Crash in dtNavMesh::init

We have had an intermittent crash in our project that occurs when the recast nav mesh tries to serialize. When we debugged this it looked like the recast nav mesh actor was being destroyed on the main thread while simultaneously serializing on the worker thread. Essentially the null pointer check for RecastNavMeshImpl in SerializeRecastNavMesh passes, but once it gets inside that function something on the main thread calls Destroy on the recast nav mesh actor. In ANavigationData::Destroyed it calls UnregisterAndCleanUp, which calls ARecastNavMesh::CleanUp, which calls DestroyRecastPImpl and deletes RecastNavMeshImpl out from under the async serialization process.

We experimented with two different fixes for this:

Fix #1: In ARecastNavMesh::Serialize, before the else if (RecastNavMeshSizeBytes > 4) check, we added this block of code

else if (IsActorBeingDestroyed())
{
	UE_LOG(LogNavigation, Warning, TEXT("%s: ARecastNavMesh: Navmesh destroyed prior to load. Skipping serialization. \n"), *GetFullName());
	CleanUpBadVersion();
}

However, I get the feeling that rather than fix the problem this simply shrinks the timing window considerably. So the crash theoretically could still happen, but in actual practice maybe not.

Fix #2: Remove the call to DestroyRecastPImpl in ARecastNavMesh::CleanUp. The ARecastNavMesh destructor will destroy it for us anyway, so we let it handle it which should be a threadsafe area. This also fixed the crash for us, and between the two fixes this feels like the more comprehensive fix.

Have you guys seen anything like this? Are there other fixes you would recommend?

Thanks!

I do not recall seeing anything for this previously. Do you have the callstack for the main thread as well so we can see what is happening in both locations? It sounds like there may be a race happening but narrowing down the code path could help with tracing what events can lead to this.

-James

Have you run into this again? I have checked our crash reporter tool and the crashes coming out of dtNavMesh::init that have been reported are around out of memory errors. I also think your fixes may have cleared the issue.
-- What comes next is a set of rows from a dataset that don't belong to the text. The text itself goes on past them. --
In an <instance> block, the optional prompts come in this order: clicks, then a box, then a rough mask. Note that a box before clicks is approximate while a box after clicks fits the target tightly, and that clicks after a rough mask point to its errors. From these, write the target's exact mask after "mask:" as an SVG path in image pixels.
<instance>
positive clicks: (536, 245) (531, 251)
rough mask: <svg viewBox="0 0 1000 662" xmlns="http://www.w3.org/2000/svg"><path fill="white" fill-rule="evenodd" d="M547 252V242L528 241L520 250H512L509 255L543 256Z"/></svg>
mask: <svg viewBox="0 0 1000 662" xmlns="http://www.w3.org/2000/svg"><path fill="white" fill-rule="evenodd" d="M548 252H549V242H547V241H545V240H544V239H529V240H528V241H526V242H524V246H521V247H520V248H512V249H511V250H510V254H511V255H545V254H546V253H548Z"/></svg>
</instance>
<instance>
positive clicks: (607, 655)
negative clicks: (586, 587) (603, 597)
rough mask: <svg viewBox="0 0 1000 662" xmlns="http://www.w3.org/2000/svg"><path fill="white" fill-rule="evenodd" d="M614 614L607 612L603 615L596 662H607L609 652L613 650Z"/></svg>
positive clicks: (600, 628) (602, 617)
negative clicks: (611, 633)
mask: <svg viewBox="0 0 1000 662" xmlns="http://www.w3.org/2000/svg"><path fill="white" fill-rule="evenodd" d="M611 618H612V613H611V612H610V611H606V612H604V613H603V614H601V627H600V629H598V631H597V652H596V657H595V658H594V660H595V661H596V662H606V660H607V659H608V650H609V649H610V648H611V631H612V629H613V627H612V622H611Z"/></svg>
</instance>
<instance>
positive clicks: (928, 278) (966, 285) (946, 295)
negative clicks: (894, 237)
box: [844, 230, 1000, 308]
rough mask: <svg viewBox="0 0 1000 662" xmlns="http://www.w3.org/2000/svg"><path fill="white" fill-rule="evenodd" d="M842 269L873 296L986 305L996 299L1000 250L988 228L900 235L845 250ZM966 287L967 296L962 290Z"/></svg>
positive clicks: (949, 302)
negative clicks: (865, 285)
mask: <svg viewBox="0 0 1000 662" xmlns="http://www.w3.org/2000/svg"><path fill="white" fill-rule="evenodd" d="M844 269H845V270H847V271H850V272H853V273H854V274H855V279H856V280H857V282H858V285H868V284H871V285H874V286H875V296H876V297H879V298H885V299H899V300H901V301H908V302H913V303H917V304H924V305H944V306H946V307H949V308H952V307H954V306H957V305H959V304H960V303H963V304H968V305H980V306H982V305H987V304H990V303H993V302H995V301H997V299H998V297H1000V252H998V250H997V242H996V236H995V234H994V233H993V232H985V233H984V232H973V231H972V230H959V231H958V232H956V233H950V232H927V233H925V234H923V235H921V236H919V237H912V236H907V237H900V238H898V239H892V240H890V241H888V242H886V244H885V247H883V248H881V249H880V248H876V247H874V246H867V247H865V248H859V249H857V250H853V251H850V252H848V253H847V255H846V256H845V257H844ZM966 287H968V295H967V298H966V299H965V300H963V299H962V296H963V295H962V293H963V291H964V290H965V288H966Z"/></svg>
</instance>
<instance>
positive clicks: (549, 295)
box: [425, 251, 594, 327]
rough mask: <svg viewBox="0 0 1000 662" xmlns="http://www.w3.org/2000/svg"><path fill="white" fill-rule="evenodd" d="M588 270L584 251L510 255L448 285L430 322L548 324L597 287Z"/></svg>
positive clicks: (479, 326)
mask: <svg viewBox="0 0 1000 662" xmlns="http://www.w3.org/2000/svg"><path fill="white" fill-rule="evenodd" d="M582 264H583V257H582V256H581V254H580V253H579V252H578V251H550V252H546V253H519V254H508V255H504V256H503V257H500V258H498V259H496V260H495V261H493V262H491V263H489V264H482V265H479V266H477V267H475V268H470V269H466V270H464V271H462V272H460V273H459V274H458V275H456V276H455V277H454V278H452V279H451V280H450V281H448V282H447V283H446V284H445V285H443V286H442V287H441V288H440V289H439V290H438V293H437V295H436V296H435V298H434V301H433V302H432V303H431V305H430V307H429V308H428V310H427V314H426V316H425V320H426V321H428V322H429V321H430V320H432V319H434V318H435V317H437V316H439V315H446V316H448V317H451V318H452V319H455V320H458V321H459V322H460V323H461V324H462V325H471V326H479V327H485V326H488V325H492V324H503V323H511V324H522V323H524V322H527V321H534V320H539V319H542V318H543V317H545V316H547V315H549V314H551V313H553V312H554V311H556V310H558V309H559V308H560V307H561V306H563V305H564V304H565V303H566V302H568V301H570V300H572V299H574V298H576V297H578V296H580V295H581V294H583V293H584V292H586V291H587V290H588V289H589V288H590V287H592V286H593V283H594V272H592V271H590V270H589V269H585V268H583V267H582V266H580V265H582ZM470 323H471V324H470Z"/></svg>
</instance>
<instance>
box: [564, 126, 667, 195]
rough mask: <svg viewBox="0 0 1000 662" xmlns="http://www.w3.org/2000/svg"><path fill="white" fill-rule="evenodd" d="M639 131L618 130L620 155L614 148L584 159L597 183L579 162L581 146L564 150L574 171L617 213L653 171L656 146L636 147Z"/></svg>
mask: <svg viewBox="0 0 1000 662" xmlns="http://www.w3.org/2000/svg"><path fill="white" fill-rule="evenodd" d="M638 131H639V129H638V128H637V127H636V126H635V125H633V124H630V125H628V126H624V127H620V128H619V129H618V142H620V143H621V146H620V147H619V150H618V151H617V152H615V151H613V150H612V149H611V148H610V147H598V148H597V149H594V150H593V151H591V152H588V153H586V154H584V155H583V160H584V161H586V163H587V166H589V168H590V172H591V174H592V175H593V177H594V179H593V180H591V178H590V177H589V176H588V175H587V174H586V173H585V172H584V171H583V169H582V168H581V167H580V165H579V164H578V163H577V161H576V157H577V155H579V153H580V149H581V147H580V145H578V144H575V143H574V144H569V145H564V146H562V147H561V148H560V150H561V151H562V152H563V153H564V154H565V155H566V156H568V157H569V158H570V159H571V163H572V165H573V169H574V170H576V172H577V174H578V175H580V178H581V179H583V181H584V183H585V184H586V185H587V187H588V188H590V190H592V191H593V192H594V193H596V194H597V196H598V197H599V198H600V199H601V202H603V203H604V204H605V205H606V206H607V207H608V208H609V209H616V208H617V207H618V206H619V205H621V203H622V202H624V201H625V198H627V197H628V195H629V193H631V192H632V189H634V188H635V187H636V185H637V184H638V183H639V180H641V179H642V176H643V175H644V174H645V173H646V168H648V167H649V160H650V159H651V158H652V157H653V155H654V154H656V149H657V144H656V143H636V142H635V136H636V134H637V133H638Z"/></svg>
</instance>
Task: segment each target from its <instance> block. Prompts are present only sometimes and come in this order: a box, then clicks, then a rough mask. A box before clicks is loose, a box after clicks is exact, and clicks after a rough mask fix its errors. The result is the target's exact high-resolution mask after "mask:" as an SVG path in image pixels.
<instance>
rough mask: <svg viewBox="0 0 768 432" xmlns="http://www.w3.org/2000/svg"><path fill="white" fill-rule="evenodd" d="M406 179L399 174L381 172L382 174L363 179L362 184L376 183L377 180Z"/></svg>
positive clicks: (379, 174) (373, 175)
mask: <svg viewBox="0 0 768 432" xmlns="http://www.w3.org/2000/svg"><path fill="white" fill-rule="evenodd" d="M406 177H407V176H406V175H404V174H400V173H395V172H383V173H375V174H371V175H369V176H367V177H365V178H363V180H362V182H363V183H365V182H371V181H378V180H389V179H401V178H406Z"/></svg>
Were both changes needed for stopping the issue? Changing some of the cleanup code for navmesh requires a lot of testing internally for FNBR and other projects to ensure we do not have any regressions in memory or perf.

-James

Thank you for the update! We are very aware of how busy things get. I’ll talk it over with the team about this and what approach they may want to take. I am hopeful you don’t experience it again. And thanks for bringing it to our attention!

-James

At the moment I cannot reproduce the crash, being a timing issue and all. I do remember going up the callstack to ARecastNavMesh::SerializeRecastNavMesh and seeing that RecastNavMeshImpl was explicitly null, not just junk, which indicates that DestroyRecastPImpl was indeed called. If I do manage to repro it again I will include the main thread callstack

Sorry for not responding sooner. I have not run into this issue again

I did not need both fixes to resolve the crash. Only one or the other was necessary. But I also don’t know at this point if it they both truly fixed it or the issue just happened to not repro anymore.

No problem thanks!